Following the expulsion of the German population after the war, the necropolis begun being used by the arriving Polish population. It was renamed to the Town Square Cemetery (Cmentarz Majdański). It was closed down in the 1950s. Between 1973 and 1975, the area was redeveloped into an arboretum garden, with all gravestones being removed and the chappel and most of the walls being deconstructed. It was originally known as the Arboretum Park (Park Dendrologiczny), and in 1978, it was renamed to its current name, after Stefan Kownas, a 20th-century botanist and professor at the Agricultural University of Szczecin.
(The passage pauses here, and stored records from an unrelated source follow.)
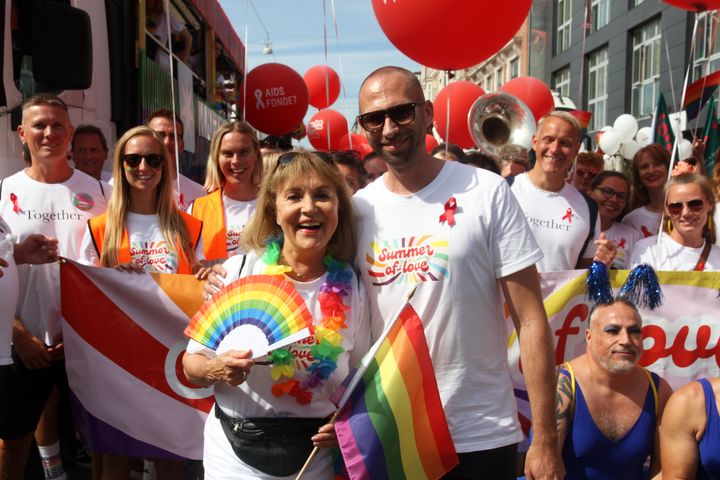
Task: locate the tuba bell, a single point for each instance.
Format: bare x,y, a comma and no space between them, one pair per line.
499,119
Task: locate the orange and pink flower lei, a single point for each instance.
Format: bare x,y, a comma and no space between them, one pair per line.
329,339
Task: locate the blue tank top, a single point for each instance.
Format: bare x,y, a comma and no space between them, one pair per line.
589,454
709,445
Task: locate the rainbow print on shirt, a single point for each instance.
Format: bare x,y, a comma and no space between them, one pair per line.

The pathways layout of the cemetery have been preserved, and some gravestones were used to build walls next to Słowackiego and Niemierzyńska Streets.

== Characteristics ==
The garden has an area of 15.5 ha, and is located between Niemierzyńska, Żupańskiego, and Słowackiego Streets. It is an arboretum with 82 recorded species of trees and bushes. Some of them are: black poplar, common yew, European beech, pedunculate oak, sessile oak. There's also a European ash tree, overgrown with the common ivy, that has the status of a natural monument. The garden also includes several Glacial erratic rocks, the largest of which is named in commemoration of Juliusz Słowacki, a 19th-century Romantic poet. The garden borders the Jan Kasprowicz Park to the southwest.